Worldwide increase in CDWhat should I eat? - One of the most common questions asked by Inflammatory Bowel Disease (IBD) patients. The role of diet has become increasingly important in the prevention and treatment of IBD.[1] In recent research, changes in the human gut microbiome have been detected in different forms of IBD such as Crohn’s disease (CD) and ulcerative colitis (UC), supporting the hypothesis of dysbiosis as a relevant component to IBD pathogenesis.[2] Researchers discovered that the gut microbiome of African children were rich in Bacteriodetes and poor in firmicutes and Enterobacteriaceae, while the results obtained from European children was the opposite due to differences in their diet. 3

Animal fat and carbohydrate based diets lead to specific enrichment of Bacteriodes and Prevotella in adults. Typical western diets have been associated with low microbial diversity in the gut, in contrast to other diets around the world.  This “western lifestyle” triggers intestinal inflammation and caused a dramatic increase in IBD in the last half-century.2 Throughout the years, many countries have begun to adapt the western lifestyle, increasing IBD incidence (see maps highlighting world-wide increase in CD from 1960 to 2008. Study performed by Ruemmele F. M. (2016)).[3]

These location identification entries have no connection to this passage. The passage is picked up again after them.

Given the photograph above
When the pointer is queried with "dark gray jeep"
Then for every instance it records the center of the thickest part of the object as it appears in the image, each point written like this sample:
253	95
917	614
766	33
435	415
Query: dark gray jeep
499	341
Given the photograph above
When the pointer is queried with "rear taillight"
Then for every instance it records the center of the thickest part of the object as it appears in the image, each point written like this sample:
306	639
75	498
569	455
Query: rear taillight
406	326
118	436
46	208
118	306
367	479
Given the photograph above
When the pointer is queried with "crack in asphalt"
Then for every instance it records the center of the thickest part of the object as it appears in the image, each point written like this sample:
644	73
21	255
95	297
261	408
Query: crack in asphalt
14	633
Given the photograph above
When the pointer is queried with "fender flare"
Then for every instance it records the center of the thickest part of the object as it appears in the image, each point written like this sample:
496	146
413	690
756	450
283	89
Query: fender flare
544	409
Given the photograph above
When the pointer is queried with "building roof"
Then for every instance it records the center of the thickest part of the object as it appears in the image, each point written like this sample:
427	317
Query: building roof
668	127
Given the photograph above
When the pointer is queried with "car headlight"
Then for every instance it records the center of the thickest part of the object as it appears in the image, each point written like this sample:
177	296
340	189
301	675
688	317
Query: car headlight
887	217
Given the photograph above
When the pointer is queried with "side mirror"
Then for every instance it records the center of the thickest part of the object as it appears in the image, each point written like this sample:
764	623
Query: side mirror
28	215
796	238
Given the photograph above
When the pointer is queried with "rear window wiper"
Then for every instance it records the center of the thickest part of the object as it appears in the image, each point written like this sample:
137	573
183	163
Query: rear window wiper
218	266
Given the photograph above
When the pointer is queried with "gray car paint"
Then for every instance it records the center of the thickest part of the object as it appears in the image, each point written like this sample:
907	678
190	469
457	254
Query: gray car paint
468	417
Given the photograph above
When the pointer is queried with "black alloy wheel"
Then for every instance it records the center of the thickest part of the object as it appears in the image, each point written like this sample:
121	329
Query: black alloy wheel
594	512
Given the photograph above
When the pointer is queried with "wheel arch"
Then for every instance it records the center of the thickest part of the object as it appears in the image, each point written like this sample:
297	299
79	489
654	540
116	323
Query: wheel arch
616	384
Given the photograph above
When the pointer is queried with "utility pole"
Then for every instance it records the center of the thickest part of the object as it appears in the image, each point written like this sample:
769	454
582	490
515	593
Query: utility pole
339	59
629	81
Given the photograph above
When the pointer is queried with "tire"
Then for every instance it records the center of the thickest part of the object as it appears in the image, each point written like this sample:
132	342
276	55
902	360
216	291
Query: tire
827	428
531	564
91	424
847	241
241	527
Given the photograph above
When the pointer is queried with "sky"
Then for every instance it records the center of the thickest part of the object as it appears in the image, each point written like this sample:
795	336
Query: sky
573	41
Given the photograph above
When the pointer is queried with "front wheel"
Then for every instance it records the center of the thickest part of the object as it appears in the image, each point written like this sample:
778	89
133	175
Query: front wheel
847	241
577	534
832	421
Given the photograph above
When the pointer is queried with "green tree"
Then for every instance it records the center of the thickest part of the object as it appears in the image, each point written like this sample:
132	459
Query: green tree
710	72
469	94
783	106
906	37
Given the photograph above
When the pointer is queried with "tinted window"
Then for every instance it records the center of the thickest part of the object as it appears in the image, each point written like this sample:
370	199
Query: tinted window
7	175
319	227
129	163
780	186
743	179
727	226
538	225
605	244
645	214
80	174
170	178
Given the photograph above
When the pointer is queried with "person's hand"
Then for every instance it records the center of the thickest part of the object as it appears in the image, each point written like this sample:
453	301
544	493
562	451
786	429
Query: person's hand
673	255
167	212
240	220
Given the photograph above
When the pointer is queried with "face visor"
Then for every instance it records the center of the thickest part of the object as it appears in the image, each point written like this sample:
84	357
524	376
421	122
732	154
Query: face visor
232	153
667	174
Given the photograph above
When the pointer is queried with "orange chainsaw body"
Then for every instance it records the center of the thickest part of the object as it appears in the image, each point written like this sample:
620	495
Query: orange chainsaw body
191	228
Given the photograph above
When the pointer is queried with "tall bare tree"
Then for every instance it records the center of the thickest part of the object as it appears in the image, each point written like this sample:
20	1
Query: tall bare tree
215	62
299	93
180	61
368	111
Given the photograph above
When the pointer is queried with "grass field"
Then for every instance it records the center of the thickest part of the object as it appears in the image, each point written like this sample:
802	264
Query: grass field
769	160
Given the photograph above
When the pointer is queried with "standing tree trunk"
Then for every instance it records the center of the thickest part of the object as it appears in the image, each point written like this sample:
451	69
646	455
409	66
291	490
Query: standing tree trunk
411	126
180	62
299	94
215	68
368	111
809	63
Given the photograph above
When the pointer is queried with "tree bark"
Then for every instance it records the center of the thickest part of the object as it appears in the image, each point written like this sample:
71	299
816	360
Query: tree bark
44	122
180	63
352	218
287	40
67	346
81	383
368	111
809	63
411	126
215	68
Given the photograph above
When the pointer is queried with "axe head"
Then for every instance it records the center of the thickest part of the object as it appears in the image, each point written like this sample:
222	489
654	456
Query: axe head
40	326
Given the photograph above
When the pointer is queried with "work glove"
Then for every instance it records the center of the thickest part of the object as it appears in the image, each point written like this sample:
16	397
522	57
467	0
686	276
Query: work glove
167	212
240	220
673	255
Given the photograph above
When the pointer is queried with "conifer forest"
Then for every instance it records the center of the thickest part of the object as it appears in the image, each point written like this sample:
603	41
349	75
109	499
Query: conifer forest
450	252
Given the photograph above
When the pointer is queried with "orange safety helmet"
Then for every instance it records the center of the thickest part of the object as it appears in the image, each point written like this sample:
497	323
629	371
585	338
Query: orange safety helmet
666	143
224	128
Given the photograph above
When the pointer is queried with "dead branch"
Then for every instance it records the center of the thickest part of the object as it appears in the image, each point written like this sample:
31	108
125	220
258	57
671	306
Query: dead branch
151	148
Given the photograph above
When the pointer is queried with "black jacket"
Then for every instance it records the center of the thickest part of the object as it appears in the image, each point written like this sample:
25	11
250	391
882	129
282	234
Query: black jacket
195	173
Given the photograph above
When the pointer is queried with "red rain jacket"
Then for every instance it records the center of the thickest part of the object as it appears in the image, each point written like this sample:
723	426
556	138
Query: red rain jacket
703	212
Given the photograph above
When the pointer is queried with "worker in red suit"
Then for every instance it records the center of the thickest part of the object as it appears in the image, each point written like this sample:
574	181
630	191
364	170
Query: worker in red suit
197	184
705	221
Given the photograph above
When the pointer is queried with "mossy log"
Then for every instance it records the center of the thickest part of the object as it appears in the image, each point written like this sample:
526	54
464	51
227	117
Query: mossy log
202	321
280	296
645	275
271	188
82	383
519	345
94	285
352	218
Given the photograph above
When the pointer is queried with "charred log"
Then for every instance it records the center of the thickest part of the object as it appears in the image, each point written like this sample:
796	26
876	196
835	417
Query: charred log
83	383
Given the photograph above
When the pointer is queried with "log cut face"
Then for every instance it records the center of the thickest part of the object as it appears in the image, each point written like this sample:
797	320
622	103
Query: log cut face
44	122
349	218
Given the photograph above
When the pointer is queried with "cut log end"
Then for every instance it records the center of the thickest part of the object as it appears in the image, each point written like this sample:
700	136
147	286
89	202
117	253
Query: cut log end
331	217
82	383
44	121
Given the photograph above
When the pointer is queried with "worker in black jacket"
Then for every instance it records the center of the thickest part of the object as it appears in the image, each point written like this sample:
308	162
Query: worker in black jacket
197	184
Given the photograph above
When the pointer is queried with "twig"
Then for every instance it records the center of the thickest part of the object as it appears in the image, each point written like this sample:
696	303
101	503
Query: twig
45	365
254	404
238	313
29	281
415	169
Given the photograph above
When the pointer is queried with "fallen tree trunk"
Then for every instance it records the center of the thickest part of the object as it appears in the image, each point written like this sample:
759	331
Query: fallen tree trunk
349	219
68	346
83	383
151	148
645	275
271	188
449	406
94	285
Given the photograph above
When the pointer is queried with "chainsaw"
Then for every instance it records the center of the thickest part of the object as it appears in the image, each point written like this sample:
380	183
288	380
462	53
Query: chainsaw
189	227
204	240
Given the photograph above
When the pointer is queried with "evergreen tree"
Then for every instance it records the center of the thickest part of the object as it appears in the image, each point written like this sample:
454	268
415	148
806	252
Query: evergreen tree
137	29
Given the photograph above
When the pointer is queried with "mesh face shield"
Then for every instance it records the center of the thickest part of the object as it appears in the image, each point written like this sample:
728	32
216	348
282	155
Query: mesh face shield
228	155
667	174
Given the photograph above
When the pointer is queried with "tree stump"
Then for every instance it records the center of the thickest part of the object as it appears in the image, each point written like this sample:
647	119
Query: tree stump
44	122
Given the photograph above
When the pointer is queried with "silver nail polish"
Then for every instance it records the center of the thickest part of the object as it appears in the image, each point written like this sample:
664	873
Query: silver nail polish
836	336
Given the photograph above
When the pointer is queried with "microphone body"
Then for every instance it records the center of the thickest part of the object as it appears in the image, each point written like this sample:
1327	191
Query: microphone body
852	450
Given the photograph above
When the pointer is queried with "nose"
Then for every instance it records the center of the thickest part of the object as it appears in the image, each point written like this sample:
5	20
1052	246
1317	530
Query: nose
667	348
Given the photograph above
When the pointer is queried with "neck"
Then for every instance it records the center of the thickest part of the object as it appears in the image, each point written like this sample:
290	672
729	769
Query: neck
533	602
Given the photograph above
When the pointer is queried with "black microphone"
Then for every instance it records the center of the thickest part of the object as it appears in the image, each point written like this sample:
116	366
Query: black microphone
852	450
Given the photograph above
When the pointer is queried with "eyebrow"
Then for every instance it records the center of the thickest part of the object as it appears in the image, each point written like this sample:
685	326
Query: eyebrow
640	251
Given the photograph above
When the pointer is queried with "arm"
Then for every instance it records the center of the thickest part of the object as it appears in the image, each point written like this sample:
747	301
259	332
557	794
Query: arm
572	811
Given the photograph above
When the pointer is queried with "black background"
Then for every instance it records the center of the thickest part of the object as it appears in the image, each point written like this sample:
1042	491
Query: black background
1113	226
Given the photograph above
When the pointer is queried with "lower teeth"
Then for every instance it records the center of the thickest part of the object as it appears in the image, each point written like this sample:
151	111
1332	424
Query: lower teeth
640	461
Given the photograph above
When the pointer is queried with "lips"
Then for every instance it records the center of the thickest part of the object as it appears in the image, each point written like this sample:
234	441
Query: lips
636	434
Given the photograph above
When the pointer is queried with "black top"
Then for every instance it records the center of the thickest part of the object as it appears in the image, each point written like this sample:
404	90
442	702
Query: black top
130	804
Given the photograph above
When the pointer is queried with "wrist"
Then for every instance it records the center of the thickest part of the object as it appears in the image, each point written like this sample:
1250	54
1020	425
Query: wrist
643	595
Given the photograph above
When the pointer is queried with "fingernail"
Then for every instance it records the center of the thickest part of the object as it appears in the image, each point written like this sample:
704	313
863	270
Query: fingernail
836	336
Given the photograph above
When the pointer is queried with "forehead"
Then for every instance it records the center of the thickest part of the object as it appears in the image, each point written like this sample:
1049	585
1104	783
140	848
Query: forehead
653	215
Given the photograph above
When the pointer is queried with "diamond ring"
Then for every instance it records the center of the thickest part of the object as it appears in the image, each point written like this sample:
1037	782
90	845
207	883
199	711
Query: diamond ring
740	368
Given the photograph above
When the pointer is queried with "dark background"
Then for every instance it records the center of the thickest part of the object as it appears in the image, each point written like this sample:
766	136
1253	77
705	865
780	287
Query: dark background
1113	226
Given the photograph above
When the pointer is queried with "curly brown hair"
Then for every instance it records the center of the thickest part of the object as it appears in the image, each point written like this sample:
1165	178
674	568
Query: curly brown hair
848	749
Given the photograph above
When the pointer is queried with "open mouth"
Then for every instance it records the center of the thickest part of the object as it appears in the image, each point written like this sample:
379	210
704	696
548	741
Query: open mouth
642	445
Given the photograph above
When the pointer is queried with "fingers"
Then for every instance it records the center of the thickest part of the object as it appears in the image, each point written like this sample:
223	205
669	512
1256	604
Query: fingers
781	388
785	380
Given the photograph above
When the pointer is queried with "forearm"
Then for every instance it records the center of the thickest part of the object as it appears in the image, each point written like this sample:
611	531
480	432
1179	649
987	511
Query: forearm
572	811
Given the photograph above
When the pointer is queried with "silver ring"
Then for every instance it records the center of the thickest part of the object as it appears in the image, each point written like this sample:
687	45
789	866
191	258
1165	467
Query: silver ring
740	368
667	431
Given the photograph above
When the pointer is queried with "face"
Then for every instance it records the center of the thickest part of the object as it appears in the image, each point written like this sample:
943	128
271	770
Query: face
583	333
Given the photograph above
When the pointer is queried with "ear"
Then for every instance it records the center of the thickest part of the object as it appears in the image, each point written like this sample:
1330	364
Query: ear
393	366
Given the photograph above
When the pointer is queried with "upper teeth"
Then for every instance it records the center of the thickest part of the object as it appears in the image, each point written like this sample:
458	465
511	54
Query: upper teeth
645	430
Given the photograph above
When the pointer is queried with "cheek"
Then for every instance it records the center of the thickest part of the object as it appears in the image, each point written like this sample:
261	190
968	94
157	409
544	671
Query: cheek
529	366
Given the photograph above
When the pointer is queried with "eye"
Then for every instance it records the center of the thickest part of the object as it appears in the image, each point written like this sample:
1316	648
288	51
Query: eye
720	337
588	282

Exclusion diets, such as specific carbohydrate diet (SCD), paleo diet, anti-inflammatory diet, low-FODMAP diet etc., have become popular for reducing IBD. Many lay books have been published over the years claiming that some of these diets are the best solution to reduce IBD. But are they?

In today’s blog to recognize World IBD Day, we will be looking into the two most popular IBD diets: SCD and the low-FODMAP diet to determine whether they are as successful as the lay books claim them to be.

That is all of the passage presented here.